So you replace the hard to read CAPTCHAs with easy to read ads. Of which presuma...

mseebach · on Sept 20, 2010

A longtime standing solution to hard-to-read captchas are easy to read (but hard to process) captchas. E.g. show a picture of an animal or a shape and ask what it is, or even just ask a simple math problem or riddle in writing.

Problem with those are that they need to be constantly updated from a reliable source, or else, once the solution becomes popular, the spammer can bruteforce it in linear time (no matter how high N is, there are only N possible patterns).

This seems to be an attempt at fixing this. Ads are often relatively short lived so by the time the spammer has them bruteforced, it might be out of circulation - and more importantly, there are new ads in. It's an armsrace, and this is a way to pay our troops. Also, it's trivial for advertisers to make many different variations (e.g. one for each sales bulletpoint), so there are many variations in circulation. Since there's often more textual content than the password in the ad, they're not prone to simple OCR, while still easy to comprehend for the user.

Obvious shortcomings are if ads are not so shortlived, and if it's easy to identify and break classes of ads (e.g. if it's yellow and has the IE logo in position X, OCR area Y, done). Also, it's a bit of a dealbreaker if I'm forced to open and visit a website to get the password.

shalmanese · on Sept 20, 2010

This was the process used by the Microsoft Research project ASSIRA (http://research.microsoft.com/en-us/um/redmond/projects/asir...) which used images of kittens and puppies put up for adoption as a constant fresh source of input data.

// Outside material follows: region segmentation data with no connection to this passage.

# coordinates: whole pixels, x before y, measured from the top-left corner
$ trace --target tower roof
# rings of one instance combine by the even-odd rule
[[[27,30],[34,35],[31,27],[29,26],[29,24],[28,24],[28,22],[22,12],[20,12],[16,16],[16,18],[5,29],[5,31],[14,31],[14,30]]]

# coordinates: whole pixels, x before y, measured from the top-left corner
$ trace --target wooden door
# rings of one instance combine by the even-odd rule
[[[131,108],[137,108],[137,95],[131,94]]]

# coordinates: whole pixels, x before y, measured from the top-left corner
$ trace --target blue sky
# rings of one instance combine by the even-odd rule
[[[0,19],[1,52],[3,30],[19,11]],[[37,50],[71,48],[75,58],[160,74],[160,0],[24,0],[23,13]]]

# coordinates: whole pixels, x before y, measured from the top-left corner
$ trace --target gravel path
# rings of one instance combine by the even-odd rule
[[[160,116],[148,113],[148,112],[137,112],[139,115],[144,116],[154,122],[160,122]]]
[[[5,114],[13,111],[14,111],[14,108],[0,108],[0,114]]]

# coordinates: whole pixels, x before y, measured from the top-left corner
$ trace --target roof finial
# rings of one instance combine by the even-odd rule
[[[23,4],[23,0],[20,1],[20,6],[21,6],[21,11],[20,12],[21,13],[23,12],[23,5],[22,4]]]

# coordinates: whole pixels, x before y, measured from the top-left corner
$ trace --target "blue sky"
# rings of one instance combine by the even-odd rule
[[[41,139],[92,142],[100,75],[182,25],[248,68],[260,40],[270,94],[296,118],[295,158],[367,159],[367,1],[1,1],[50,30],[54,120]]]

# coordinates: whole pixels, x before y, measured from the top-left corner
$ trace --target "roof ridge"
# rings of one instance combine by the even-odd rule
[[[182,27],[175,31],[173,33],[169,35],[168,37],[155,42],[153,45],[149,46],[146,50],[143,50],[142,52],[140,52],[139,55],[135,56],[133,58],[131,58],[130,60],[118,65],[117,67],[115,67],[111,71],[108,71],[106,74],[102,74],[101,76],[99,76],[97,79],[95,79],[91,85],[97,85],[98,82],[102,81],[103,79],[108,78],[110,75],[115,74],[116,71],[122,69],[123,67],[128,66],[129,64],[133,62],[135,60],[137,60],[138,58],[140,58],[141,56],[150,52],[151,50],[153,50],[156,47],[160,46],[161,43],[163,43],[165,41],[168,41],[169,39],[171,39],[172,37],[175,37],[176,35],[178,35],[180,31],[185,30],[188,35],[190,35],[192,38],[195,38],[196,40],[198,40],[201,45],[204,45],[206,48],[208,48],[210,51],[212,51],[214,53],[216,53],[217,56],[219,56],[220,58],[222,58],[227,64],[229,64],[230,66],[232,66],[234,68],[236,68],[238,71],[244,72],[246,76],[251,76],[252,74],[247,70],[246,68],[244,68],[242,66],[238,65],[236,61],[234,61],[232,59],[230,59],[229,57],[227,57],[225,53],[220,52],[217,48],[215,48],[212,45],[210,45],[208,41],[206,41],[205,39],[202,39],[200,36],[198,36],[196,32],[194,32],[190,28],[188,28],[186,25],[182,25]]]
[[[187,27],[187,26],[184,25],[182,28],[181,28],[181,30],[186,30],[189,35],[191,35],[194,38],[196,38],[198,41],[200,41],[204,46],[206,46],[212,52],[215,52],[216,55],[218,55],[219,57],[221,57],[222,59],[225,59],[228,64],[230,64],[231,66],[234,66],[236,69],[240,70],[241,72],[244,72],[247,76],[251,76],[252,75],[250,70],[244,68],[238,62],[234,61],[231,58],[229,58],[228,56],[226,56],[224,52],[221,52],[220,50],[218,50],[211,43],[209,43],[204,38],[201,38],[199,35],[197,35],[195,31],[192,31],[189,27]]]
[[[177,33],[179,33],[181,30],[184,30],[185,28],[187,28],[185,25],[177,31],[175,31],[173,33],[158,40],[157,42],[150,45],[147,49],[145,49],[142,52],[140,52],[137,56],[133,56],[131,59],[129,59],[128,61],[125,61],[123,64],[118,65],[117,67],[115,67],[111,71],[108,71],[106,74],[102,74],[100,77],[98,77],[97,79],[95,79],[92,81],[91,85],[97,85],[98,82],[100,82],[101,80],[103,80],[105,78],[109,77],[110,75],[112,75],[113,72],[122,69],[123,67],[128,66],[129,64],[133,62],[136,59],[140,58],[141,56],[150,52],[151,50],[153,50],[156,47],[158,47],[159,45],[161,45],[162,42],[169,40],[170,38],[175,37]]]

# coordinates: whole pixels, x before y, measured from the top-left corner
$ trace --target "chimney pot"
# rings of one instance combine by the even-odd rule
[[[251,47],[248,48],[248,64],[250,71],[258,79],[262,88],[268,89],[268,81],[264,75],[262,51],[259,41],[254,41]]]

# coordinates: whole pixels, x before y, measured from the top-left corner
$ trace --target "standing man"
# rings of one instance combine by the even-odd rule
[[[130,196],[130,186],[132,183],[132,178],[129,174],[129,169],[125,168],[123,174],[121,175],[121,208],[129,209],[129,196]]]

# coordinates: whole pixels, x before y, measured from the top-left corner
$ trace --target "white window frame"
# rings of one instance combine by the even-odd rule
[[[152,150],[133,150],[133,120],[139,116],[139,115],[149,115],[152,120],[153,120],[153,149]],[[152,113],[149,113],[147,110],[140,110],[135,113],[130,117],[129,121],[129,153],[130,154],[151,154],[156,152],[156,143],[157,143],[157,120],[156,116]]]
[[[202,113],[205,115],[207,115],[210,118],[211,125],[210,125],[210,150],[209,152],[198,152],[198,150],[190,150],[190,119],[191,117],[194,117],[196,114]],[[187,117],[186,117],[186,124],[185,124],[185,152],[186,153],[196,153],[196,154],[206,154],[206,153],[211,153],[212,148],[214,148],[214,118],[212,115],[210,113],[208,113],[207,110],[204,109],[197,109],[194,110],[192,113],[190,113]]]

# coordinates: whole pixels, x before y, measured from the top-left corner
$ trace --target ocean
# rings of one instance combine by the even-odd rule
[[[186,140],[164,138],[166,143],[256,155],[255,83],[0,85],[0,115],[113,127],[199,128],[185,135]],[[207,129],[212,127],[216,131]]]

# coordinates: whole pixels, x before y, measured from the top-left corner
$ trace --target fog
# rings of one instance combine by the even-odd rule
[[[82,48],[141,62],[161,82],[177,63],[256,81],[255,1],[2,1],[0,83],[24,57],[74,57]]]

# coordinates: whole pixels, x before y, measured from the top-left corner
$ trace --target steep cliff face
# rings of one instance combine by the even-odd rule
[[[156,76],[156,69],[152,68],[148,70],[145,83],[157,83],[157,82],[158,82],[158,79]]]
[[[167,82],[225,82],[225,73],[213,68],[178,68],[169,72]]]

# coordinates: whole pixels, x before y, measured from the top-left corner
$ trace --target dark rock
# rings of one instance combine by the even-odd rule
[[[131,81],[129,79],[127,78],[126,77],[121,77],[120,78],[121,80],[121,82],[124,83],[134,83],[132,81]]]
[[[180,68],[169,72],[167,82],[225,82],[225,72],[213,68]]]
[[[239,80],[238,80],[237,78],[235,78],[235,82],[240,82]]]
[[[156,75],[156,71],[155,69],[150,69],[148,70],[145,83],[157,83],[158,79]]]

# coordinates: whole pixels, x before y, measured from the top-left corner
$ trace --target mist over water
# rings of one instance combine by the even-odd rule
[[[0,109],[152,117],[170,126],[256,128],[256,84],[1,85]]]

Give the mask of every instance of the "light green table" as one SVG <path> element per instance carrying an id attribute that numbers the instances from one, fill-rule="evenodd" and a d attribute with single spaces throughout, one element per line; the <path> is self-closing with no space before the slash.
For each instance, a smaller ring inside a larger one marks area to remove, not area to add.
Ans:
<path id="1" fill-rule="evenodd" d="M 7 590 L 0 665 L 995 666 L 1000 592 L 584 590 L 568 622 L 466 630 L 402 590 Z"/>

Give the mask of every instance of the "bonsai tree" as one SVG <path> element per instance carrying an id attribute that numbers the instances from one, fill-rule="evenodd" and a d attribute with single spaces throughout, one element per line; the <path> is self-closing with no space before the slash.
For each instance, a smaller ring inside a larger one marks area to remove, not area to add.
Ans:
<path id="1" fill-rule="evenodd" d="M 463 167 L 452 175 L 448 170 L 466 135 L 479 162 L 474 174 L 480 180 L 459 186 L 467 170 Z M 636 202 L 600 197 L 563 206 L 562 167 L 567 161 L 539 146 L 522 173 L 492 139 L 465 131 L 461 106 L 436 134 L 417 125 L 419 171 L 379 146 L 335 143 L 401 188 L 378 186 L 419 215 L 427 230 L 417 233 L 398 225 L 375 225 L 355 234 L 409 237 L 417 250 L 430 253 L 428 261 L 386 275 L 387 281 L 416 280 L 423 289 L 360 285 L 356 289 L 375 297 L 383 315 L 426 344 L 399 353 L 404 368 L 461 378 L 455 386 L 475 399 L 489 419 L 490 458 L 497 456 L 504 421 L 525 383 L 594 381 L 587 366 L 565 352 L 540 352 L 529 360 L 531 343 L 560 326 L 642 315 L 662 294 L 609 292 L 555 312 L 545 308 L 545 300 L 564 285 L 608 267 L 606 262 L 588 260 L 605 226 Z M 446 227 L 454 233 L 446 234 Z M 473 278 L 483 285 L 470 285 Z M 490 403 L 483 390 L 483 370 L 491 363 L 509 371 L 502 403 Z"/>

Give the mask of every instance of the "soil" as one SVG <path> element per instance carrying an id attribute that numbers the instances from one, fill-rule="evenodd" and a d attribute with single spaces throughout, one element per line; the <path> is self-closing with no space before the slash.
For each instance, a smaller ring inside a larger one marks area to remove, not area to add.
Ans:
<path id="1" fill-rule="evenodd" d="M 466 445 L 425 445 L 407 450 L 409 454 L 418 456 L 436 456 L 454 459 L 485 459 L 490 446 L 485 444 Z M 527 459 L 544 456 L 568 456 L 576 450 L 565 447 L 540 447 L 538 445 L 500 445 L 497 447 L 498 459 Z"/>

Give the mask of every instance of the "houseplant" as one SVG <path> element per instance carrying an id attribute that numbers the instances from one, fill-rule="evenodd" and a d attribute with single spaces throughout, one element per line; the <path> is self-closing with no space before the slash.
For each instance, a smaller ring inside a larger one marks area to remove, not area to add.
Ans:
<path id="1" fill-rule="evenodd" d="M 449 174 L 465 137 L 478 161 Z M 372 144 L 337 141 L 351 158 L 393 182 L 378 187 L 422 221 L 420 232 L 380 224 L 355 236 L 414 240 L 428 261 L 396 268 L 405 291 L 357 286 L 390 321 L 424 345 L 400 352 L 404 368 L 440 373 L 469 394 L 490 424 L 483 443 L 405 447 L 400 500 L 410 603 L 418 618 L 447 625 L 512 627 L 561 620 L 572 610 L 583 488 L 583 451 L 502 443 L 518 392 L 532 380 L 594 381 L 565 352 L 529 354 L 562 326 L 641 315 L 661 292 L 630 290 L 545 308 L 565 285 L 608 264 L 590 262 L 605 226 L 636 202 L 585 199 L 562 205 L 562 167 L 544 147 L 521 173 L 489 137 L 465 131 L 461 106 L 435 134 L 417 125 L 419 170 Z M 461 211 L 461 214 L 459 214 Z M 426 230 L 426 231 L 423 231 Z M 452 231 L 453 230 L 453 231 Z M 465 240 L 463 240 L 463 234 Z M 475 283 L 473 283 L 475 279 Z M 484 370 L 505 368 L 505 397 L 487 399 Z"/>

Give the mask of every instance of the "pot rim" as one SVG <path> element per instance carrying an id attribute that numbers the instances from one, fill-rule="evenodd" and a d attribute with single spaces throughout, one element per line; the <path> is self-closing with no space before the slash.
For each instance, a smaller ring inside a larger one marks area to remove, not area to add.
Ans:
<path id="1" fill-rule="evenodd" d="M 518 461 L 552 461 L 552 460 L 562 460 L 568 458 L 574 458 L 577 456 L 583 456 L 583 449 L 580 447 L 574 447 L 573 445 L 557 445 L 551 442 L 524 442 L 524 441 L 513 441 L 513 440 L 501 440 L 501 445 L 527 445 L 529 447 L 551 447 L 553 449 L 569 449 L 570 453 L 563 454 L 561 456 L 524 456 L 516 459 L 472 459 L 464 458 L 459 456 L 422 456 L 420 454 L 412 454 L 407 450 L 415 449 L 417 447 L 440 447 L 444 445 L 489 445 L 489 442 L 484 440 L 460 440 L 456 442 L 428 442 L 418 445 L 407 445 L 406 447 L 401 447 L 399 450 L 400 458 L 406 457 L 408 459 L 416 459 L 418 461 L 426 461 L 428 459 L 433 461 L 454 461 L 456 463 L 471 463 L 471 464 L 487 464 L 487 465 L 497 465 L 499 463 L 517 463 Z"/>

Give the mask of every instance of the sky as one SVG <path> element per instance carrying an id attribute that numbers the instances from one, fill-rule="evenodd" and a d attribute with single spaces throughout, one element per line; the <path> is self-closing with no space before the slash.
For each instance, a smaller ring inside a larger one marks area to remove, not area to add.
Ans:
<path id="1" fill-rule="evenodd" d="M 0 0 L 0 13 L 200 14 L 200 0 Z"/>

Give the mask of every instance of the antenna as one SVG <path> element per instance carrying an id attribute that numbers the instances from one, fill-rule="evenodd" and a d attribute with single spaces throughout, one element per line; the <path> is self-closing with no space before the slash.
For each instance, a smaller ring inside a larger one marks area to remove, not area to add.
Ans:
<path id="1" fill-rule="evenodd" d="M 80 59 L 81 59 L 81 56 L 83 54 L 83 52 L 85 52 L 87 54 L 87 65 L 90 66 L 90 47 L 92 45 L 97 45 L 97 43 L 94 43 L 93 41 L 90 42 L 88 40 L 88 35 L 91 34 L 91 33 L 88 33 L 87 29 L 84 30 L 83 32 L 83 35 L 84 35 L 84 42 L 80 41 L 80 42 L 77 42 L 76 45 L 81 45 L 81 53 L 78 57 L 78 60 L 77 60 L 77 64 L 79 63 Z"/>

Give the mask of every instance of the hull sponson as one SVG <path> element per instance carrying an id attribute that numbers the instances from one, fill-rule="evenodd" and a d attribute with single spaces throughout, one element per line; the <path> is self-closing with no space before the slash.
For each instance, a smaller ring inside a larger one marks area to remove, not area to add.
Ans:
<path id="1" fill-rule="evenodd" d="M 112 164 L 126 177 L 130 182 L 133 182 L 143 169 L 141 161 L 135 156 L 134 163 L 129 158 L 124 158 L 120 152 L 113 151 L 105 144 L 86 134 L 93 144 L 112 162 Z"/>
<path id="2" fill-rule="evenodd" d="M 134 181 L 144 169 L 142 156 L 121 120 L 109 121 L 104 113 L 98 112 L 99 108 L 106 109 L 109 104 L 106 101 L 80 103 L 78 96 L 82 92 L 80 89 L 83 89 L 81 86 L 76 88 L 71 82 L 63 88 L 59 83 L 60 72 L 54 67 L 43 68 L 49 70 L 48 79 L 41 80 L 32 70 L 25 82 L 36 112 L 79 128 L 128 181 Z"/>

This was later, awesomely riffed on by HotCaptcha (http://valleywag.gawker.com/246656/a-face-only-a-bot-could-l...) which pulled HotOrNot data and asked you to select the 3 hot women out of 9. Sadly, the site is down now but I remember trying it and it was remarkably useful and a hell of a lot more fun than word captchas.

pedalpete · on Sept 20, 2010

Your argument is somewhat flawed from a technical level as Olegk mentioned, but also from a business marketing stand-point.

Specific ads may be in circulation for a short time, or there may be many running concurrently, but it is the message that the advertiser is trying to get across, the tagline, and it would be of most benefit to the advertiser to get the user to associate their brand with a single concept. Using the example in the article, Subaru may want to be associated with "outback", not "four wheel drive" or "comfy" or "sporty". Businesses who try to target too many things or too wide an audience end up not getting their message across.

I'm not saying that what Solve Media is trying to do isn't a great idea. I think it has lots of potential, but they clearly still have more to work on.

olegk · on Sept 20, 2010

You have no idea what you're talking about.

> show a picture of an animal or a shape and ask what it is,

Ok, so let's say you come up with pictures of 20 different animals. A spam script that picks the same answer every time will have a 5% success rate.

> or even just ask a simple math problem or riddle in writing.

Computers are way better at solving most math problems than people.

raganwald · on Sept 20, 2010

You have no idea what you're talking about.

Please be careful. It could be that his thoughts are excellent but his communication is flawed. It could also be that he has a great deal of general expertise in the subject but is mistaken in this specific statement.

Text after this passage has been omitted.